Other than StackOverflow, PlentyOfFish is perhaps the most spectacular example of scale-up architectures working for what your average sane person would consider a large system. It doesn't hurt that it's also a sexy story.
Update 5: PlentyOfFish Update - 6 Billion Pageviews And 32 Billion Images A Month
Update 4: Jeff Atwood costs out Markus' scale up approach against a scale out approach and finds scale up wanting. The discussion in the comments is as interesting as the article. My guess is Markus doesn't want to rewrite his software to work across a scale out cluster so even if it's more expensive scale up works better for his needs.
Update 3: POF now has 200 million images and serves 10,000 images served per second. They'll be moving to a 250,000 IOPS RamSan to handle the load. Also upgraded to a core database machine with 512 GB of RAM, 32 CPU’s, SQLServer 2008 and Windows 2008.
Update 2: This seems to be a POF Peer1 love fest infomercial. It's pretty content free, but the production values are high. Lots of quirky sounds and fish swimming on the screen.
Update: by Facebook standards Read/WriteWeb says POF is worth a cool one billion dollars. It helps to talk like Dr. Evil when saying it out loud.
PlentyOfFish is a hugely popular on-line dating system slammed by over 45 million visitors a month and 30+ million hits a day (500 - 600 pages per second). But that's not the most interesting part of the story. All this is handled by one person, using a handful of servers, working a few hours a day, while making $6 million a year from Google ads. Jealous? I know I am. How are all these love connections made using so few resources?
- IIS arbitrarily limits the total connections to 64,000 so a load balancer was added to handle the large number of simultaneous connections. Adding a second IP address and then using a round robin DNS was considered, but the load balancer was considered more redundant and allowed easier swap in of more web servers. And using ServerIron allowed advanced functionality like bot blocking and load balancing based on passed on cookies, session data, and IP data.
- The Windows Network Load Balancing (NLB) feature was not used because it doesn't do sticky sessions. A way around this would be to store session state in a database or in a shared file system.
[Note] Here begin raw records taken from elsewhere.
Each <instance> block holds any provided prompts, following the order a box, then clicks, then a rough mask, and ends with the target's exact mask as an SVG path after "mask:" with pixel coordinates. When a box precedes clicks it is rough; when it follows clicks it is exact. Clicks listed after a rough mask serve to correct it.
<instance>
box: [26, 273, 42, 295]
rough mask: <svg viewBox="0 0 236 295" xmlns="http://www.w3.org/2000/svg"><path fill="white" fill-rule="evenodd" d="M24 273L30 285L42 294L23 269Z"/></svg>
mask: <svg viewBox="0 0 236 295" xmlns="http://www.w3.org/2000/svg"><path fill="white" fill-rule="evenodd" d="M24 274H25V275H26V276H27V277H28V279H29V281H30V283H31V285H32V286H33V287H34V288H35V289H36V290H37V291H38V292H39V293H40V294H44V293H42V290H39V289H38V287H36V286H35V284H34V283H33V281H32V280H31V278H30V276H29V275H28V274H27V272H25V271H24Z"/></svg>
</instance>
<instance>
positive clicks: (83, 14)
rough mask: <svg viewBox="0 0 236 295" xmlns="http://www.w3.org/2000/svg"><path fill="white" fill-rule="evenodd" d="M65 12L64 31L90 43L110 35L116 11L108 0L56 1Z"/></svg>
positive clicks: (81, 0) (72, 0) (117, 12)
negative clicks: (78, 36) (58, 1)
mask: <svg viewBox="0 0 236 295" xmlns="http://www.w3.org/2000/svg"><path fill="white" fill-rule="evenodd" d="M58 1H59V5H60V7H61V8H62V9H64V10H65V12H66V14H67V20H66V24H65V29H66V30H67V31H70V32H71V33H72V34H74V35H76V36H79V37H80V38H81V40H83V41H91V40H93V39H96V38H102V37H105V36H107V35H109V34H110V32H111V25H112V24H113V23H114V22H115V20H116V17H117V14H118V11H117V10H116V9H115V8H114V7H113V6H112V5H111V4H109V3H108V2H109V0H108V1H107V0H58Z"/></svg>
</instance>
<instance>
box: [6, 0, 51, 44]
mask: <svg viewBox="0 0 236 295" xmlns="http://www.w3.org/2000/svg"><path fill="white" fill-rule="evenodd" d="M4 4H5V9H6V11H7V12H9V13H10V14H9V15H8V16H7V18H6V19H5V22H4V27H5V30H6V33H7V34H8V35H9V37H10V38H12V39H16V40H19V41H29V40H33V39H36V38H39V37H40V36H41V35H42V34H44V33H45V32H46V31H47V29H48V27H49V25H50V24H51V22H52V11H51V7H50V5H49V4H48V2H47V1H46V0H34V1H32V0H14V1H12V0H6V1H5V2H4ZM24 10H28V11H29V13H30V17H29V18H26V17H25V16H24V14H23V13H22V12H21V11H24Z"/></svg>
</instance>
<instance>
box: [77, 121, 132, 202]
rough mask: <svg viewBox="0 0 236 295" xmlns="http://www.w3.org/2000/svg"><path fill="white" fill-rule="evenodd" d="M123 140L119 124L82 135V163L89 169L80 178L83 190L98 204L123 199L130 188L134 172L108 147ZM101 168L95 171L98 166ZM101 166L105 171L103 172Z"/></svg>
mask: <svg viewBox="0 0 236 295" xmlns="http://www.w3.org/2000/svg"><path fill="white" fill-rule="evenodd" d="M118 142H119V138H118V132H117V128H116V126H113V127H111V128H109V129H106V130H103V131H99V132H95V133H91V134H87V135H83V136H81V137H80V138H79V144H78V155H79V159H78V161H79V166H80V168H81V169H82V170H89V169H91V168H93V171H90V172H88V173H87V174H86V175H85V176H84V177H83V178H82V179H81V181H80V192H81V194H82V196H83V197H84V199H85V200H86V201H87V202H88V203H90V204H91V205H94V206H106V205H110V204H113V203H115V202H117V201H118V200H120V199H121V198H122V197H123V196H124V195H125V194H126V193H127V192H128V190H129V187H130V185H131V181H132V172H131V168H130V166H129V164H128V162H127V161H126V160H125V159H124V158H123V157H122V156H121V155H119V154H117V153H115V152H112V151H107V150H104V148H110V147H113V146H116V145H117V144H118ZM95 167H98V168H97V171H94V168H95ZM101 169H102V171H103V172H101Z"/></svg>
- 8-12 NLB servers can be put in a farm and there can be an unlimited number of farms. A DNS round-robin scheme can be used between farms. Such an architecture has been used to enable 70 front end web servers to support over 300,000 concurrent users.
- NLB has an affinity option so a user always maps to a certain server, thus no external storage is used for session state and if the server fails the user loses their state and must relogin. If this state includes a shopping cart or other important data, this solution may be poor, but for a dating site it seems reasonable.
- It was thought that the cost of storing and fetching session data in software was too expensive. Hardware load balancing is simpler. Just map users to specific servers and if a server fails have the user log in again.
- The cost of a ServerIron was cheaper and simpler than using NLB. Many major sites use them for TCP connection pooling, automated bot detection, etc. ServerIron can do a lot more than load balancing and these features are attractive for the cost.
- One database is the main database.
- Two databases are for search. Load balanced between search servers based on the type of search performed.
- Monitors performance using task manager. When spikes show up he investigates. Problems were usually blocking in the database. It's always database issues. Rarely any problems in .net. Because POF doesn't use the .net library it's relatively easy to track down performance problems. When you are using many layers of frameworks finding out where problems are hiding is frustrating and hard.
- If you call the database 20 times per page view you are screwed no matter what you do.
- Separate database reads from writes. If you don't have a lot of RAM and you do reads and writes you get paging involved which can hang your system for seconds.
- Try and make a read only database if you can.
- Denormalize data. If you have to fetch stuff from 20 different tables try and make one table that is just used for reading.
- One day it will work, but when your database doubles in size it won't work anymore.
- If you only do one thing in a system it will do it really really well. Just do writes and that's good. Just do reads and that's good. Mix them up and it messes things up. You run into locking and blocking issues.
- If you are maxing the CPU you've either done something wrong or it's really really optimized. If you can fit the database in RAM do it.
Thanks to Erik Osterman for recommending profiling PlentyOfFish.